Problems of image segmentation using LibTorch

Hey, guys

I trained a image segmentation model and want to do inference using libtorch. The model predict a mask with a input image.


I traced the model for later C++ usage.

#define CV_8UC3 CV_MAKETYPE(CV_8U,3)
#include <torch/script.h> // One-stop header.
#include <iostream>
#include <memory>
#include<opencv2/opencv.hpp>
#include <opencv2/core/core.hpp>
#include <opencv2/imgproc/imgproc.hpp>
#include <opencv2/highgui/highgui.hpp>
#include <opencv2/imgproc/types_c.h>
#include <cuda.h>
#include <cuda_runtime.h>

using namespace cv;
using namespace std;

int main() {
    std::string model_path = "D:/project/WDD/model_cpu.pt";
    std::string image_path = "D:/data/glass_crack/converted/84/img.png";

    torch::jit::script::Module model = torch::jit::load(model_path);
    assert(module != nullptr);
    std::cout << "load model sucessfully.\n";

    //load img and normalize
    Mat img = imread(image_path, 1); 
    cv::cvtColor(img, img, CV_BGR2RGB);
 
    if (img.empty())
    {
        printf("could not show image...");
        return -1;
    }
    
    cv::Mat img_float;
    img.convertTo(img_float, CV_32FC3, 1.0f / 255.0f); 

    auto tensor_image = torch::from_blob(img_float.data, { 1, img.cols, img.rows, 3 });
    tensor_image = tensor_image.permute({ 0, 3, 1, 2 });
    //normalize
    tensor_image[0][0] = tensor_image[0][0].sub(0.485).div(0.229); 
    tensor_image[0][1] = tensor_image[0][1].sub(0.456).div(0.224);
    tensor_image[0][2] = tensor_image[0][2].sub(0.406).div(0.225);

    std::vector<torch::jit::IValue> inputs;
    inputs.emplace_back(tensor_image);

    // Execute the model and turn its output into a tensor.
    at::Tensor out_tensor = model.forward(inputs).toTensor();

    // convert result to CV mat and save
    out_tensor = out_tensor.squeeze().detach(); 
    out_tensor = out_tensor.mul(255).clamp(0, 255).to(torch::kU8);
    std::cout << out_tensor.sizes() << '\n';
    cv::Mat resultImg(img.rows, img.cols, CV_8UC3);
    std::memcpy((void*)resultImg.data, out_tensor.data_ptr(), sizeof(torch::kU8) * out_tensor.numel());
    imwrite("landscape_output.jpg", resultImg);
    std::cout << "Done!\n";
    while (1);
}

it loaded model and did forward sucessfully, however, the problem is the output.
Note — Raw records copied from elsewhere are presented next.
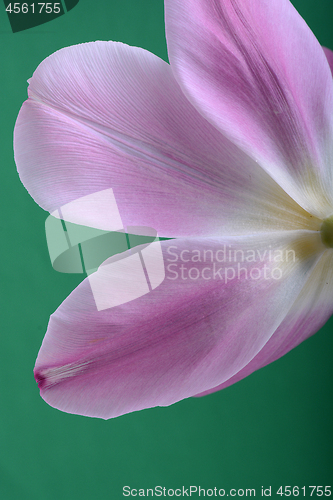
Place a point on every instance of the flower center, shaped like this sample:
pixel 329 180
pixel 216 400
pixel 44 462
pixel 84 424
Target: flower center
pixel 327 232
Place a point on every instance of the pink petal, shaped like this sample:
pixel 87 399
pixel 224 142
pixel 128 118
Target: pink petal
pixel 105 115
pixel 329 56
pixel 309 313
pixel 182 338
pixel 255 70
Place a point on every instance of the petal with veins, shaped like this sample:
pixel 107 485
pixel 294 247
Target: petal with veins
pixel 256 71
pixel 185 337
pixel 105 115
pixel 309 313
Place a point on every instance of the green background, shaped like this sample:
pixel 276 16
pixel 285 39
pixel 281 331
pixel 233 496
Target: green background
pixel 273 428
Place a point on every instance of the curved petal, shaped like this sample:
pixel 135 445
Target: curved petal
pixel 309 313
pixel 329 57
pixel 194 331
pixel 105 115
pixel 255 70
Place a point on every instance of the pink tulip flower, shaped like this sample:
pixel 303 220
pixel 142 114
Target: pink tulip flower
pixel 227 148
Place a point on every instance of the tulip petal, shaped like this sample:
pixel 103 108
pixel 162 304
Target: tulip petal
pixel 309 313
pixel 329 57
pixel 189 334
pixel 105 115
pixel 255 70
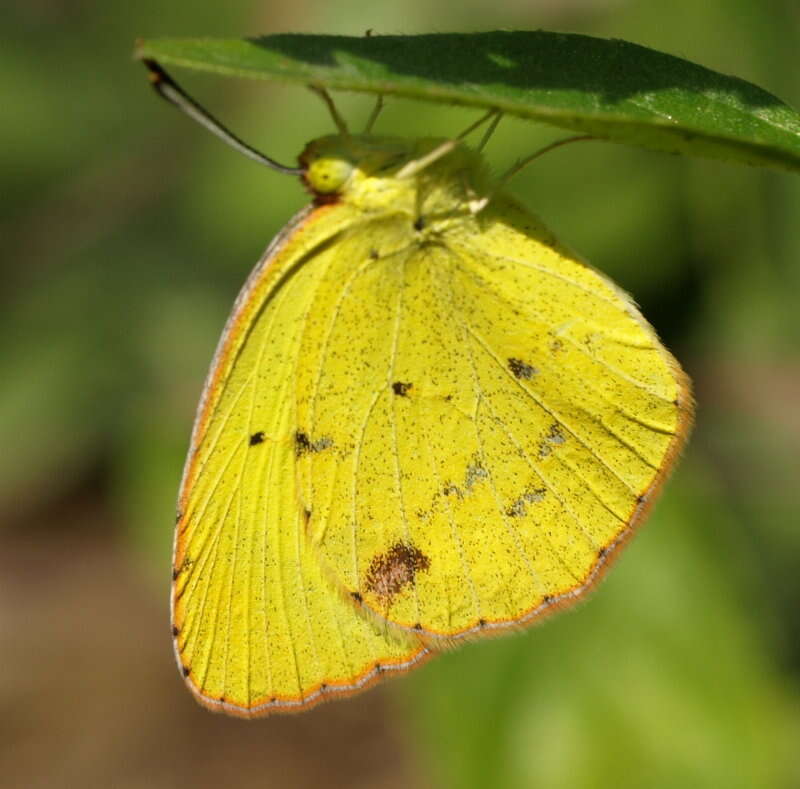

The output:
捕获
the output is not as expected, totally nonsense…

can someone help?

Could you try to permute the dimensions again to NHWC before converting the output to an OpenCV array?

thanks for reply~
the output mask has a shape of [N, C, H, W], here N =1, C=1.
after

out_tensor = out_tensor.squeeze().detach(); 

out_tensor’s shape: [H, W].

As you recommend:

ut_tensor = out_tensor.squeeze(0).detach().permute({ 1,2,0 });

I use this line of code instead. so the shape become: [H, W, 1]. the mask:
landscape_output
not working…

I find that C = 1, so I changed

cv::Mat resultImg(img.rows, img.cols, CV_8UC3);

to

cv::Mat resultImg(img.rows, img.cols, CV_8UC1);

then the predicted mask:
landscape_output

Thanks for the update!
The current output still looks as if the copying of the data is running into a row/columns mismatch.
You see these diagonal “edges”, which would correspond to the desired width, but are shifted in each row.
I would recommend to check the shape of the output, the created OpenCV image and make sure that the output tensor is contiguous in memory.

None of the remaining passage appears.